**Phase 1: Basic Exploration and Cleaning**

1.  **"Convert the 'Date' column to datetime objects. This will allow us to perform time-based analysis. Then tell me the earliest and latest date in the dataset."**
    * Use `pd.to_datetime()` to convert the column.
    * Use `.min()` and `.max()` on the datetime column.

2.  **"Check for unique values in the 'Country', 'Product', and 'Sales Person' columns. How many unique values are there in each column?"**
    * Use `.nunique()` to get the count.
    * Use `.unique()` to see the unique values themselves if needed.

3.  **"Analyze the 'Amount' and 'Boxes Shipped' columns. Calculate the descriptive statistics (mean, median, standard deviation, min, max, etc.). Are there any outliers?"**
    * Use `.describe()` to get the statistics.
    * Use histograms or box plots to visualize the distributions and identify outliers.

4.  **"Check for any inconsistencies in the 'Currency' column. Are all transactions in the same currency? If not, investigate and handle the differences if needed. If there are multiple currencies, inform me of the conversion rates to a single currency, for example, USD."**
    * Use `.unique()` and `.value_counts()` to understand the currencies.

5.  **"Create a new column called 'Amount per Box' by dividing the 'Amount' column by the 'Boxes Shipped' column.
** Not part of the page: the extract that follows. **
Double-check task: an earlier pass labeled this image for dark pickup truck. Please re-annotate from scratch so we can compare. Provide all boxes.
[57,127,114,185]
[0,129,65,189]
Then analyze the distribution of this new column."**
    * This helps understand the price per box.

In [6]:
import pandas as pd

In [4]:
df = pd.read_csv('Cleaned Chocolate Sales.csv')
df.head()

Unnamed: 0,Sales Person,Country,Product,Date,Amount($),Boxes Shipped
0,Jehu Rudeforth,UK,Mint Chip Choco,04-Jan-22,5320,180
1,Van Tuxwell,India,85% Dark Bars,01-Aug-22,7896,94
2,Gigi Bohling,India,Peanut Butter Cubes,07-Jul-22,4501,91
3,Jan Morforth,Australia,Peanut Butter Cubes,27-Apr-22,12726,342
4,Jehu Rudeforth,UK,Peanut Butter Cubes,24-Feb-22,13685,184


## Date Conversion

In [10]:
df['Date'] = pd.to_datetime(df['Date'])
df.head()

Unnamed: 0,Sales Person,Country,Product,Date,Amount($),Boxes Shipped
0,Jehu Rudeforth,UK,Mint Chip Choco,2022-01-04,5320,180
1,Van Tuxwell,India,85% Dark Bars,2022-08-01,7896,94
2,Gigi Bohling,India,Peanut Butter Cubes,2022-07-07,4501,91
3,Jan Morforth,Australia,Peanut Butter Cubes,2022-04-27,12726,342
4,Jehu Rudeforth,UK,Peanut Butter Cubes,2022-02-24,13685,184


### Ealiest Shipment Date

In [13]:
df['Date'].min()

Timestamp('2022-01-03 00:00:00')

### Latest Shipment Date

In [14]:
df['Date'].max()

Timestamp('2022-08-31 00:00:00')

## Unique Values Check

### Number of Unique Countries and the Unique Values

In [15]:
df['Country'].nunique()

6

In [16]:
df['Country'].unique()

array(['UK', 'India', 'Australia', 'New Zealand', 'USA', 'Canada'],
      dtype=object)

### Number of Unique Products and the Unique Values

In [17]:
df['Product'].nunique()

22

In [18]:
df['Product'].unique()

array(['Mint Chip Choco', '85% Dark Bars', 'Peanut Butter Cubes',
       'Smooth Sliky Salty', '99% Dark & Pure', 'After Nines',
       '50% Dark Bites', 'Orange Choco', 'Eclairs', 'Drinking Coco',
       'Organic Choco Syrup', 'Milk Bars', 'Spicy Special Slims',
       'Fruit & Nut Bars', 'White Choc', 'Manuka Honey Choco',
       'Almond Choco', 'Raspberry Choco', 'Choco Coated Almonds',
       "Baker's Choco Chips", 'Caramel Stuffed Bars', '70% Dark Bites'],
      dtype=object)

### Number of Unique Sales Persons and the Unique Values

In [19]:
df['Sales Person'].nunique()

25

In [20]:
df['Sales Person'].unique()

array(['Jehu Rudeforth', 'Van Tuxwell', 'Gigi Bohling', 'Jan Morforth',
       'Oby Sorrel', 'Gunar Cockshoot', 'Brien Boise',
       'Rafaelita Blaksland', 'Barr Faughny', 'Mallorie Waber',
       'Karlen McCaffrey', "Marney O'Breen", 'Beverie Moffet',
       'Roddy Speechley', 'Curtice Advani', 'Husein Augar', 'Kaine Padly',
       'Dennison Crosswaite', "Wilone O'Kielt", 'Andria Kimpton',
       'Kelci Walkden', 'Camilla Castle', 'Madelene Upcott',
       'Dotty Strutley', 'Ches Bonnell'], dtype=object)